The Galaxy have won a record five MLS Cups while reaching a record nine title games. LA has also won four Supporters’ Shields, tied with DC United for the most of all time. In 2000, the Galaxy won the CONCACAF Champions League, becoming just the second American team take home the title.
The Galaxy have rostered many of the league’s most prominent players, and as a result, they hold the most lucrative media deal in the MLS. As explained earlier, their signing of David Beckham in 2007 changed the league forever. In 2011, the Galaxy had the best trio in MLS history – Beckham, Landon Donovan, and Robbie Keane – lead them to the MLS Cup victory.
The Galaxy have two main rivals: the San Jose Earthquakes and Los Angeles FC. Games against the Earthquakes are dubbed the “California Clasico,” while those against LAFC are humorously referred to as “El Trafico,” a play on Madrid and Barcelona’s “El Clasico.”
With four MLS Cup victories in five appearances, DC United is the second-most winningest franchise in MLS history. With great talent throughout the years such as Jaime Moreno, Jeff Agoos, Eddie Pope, and Marco Etcheverry, DC has become the team to beat on the east coast.
DC United has won four Supporters’ Shields, tied with the LA Galaxy for the most ever. In 1998, DC won the CONCACAF Champions League, becoming the first ever American team to pull off the feat.
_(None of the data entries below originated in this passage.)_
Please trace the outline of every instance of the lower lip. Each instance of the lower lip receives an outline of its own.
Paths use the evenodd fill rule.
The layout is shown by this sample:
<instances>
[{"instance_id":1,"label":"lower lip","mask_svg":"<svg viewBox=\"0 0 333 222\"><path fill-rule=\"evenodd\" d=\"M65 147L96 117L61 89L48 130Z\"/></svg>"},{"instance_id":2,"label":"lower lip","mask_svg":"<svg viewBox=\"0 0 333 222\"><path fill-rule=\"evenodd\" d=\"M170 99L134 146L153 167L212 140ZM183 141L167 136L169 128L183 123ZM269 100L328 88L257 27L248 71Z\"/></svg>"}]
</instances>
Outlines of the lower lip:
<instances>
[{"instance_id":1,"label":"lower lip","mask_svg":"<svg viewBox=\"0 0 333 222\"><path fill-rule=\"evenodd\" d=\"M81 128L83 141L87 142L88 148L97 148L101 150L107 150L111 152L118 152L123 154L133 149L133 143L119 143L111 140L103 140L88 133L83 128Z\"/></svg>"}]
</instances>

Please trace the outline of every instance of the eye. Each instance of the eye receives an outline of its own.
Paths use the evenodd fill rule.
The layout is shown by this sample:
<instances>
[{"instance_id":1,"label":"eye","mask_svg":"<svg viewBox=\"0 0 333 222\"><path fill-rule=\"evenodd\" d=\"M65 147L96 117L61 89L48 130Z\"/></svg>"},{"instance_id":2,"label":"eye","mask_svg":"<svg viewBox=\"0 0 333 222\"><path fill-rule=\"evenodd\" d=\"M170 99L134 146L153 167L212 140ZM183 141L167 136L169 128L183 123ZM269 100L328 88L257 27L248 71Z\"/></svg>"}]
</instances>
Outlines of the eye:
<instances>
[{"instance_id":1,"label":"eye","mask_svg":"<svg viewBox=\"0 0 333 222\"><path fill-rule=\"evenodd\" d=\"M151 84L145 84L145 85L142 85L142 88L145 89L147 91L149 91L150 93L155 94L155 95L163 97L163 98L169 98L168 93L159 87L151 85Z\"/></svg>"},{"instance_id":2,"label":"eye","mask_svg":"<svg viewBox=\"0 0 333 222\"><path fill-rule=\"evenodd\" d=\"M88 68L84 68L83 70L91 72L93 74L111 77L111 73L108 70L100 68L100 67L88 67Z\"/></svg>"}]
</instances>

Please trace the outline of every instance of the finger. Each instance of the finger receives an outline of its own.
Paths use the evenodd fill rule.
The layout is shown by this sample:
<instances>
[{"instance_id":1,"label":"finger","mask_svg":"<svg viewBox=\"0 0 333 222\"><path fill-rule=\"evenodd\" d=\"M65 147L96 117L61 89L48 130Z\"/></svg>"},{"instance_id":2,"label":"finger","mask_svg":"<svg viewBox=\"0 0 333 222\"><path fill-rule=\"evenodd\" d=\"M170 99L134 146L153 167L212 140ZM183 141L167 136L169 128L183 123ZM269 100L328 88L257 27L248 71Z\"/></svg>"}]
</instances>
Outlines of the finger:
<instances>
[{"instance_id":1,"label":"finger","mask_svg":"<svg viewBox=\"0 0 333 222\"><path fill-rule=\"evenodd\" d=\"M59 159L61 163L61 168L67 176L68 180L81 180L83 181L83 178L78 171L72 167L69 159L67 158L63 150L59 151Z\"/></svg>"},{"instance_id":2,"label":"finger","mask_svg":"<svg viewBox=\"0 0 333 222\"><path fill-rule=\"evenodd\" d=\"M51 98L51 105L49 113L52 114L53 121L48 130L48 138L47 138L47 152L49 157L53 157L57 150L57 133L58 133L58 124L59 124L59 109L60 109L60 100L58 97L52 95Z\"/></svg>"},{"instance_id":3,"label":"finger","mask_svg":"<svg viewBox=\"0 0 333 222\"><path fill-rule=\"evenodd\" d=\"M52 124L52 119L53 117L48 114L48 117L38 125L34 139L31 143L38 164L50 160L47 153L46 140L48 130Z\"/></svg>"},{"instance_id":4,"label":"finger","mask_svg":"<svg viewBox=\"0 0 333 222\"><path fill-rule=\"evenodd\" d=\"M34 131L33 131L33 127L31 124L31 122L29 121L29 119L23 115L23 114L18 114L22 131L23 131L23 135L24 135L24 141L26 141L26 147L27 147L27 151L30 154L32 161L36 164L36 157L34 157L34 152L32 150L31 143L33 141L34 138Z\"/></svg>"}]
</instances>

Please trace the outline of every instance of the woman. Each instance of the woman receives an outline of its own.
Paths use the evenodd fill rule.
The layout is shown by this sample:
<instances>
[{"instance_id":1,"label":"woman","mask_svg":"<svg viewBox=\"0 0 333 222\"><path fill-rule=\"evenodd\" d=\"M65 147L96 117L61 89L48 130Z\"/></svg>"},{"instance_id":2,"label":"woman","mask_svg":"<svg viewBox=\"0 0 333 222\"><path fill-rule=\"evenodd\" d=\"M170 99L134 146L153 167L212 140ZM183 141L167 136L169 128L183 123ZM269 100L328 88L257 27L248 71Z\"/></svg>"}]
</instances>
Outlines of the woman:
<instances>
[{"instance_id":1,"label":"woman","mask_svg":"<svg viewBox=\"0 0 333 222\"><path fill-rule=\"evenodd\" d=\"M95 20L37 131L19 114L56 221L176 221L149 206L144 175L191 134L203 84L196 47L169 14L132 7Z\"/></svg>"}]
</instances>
Back in the 1990s, a rivalry was kindled between DC United and the LA Galaxy as they met in two MLS Cup finals. Currently, however, DC’s main rivals are the New York Red Bulls, the Philadelphia Union, and the Charleston Battery of the United Soccer Leagues.
In recent years, Toronto has emerged as one of the league’s top teams. Losing in penalties in the 2016 Cup final, Toronto bounced back to capture the Cup in 2017. 2017 also marked the first time Toronto won the Supporters’ Shield. Their magical season nearly turned into a rare treble as Toronto once again lost on penalties to the Mexican club Guadalajara in the 2018 CONCACAF Champions League final.
They have been tearing up the MLS, but Toronto has also enjoyed much success in their own domestic cup, the Canadian Championship, winning six titles. Toronto’s biggest rival is the fellow Canadian MLS club, the Montreal Impact. Their proximity and meetings in the Canadian Championship have caused this rivalry to become one of the biggest in North America. In fact, the MLS record for visiting crowd attendance was set by Toronto fans traveling to Montreal.
Home-field advantage is huge in the MLS. This is definitely a league where the chalk is a safe bet at home. Also, big upsets are prone to occurring on the road. In the two-year stretch from 2016 to 2017, the top three teams in each conference combined for a 66.7% win rate at home while losing only 10.3% of their home matches.
For comparison, the top three MLB teams in each league over the 2016 and 2017 seasons won 63.2% of their home games, of course meaning that they lost 36.8%. Top MLS teams win home matches at a fairly comparable rate to other sports, but they rarely lose at home, especially to a bad team.
If you are betting MLS soccer, never forget how important and real the home-field advantage is. Our advice is to not blindly bet on home teams but to weigh home-field advantage heavily in your handicapping research.
Americans absolutely love the MLS, but it is seen by the world as a second-tier league. Vegas odds are not always razor-sharp for MLS matches because bookmakers do not receive tons of MLS bets. Oddsmakers spend the most time studying and analyzing their most popular bets, and the MLS has not achieved this level of international popularity.
Unlike the European leagues, the MLS is playing right in your backyard and is easy to keep up with. If you are looking to begin betting soccer, the MLS is the perfect league to get your feet wet. Familiarize yourself with the teams, players, and matchups to the point that you can discern good lines from bad ones as your sportsbook releases them.
This league is expanding rapidly. Now is the perfect time to jump in, put your knowledge to use, and profit from it.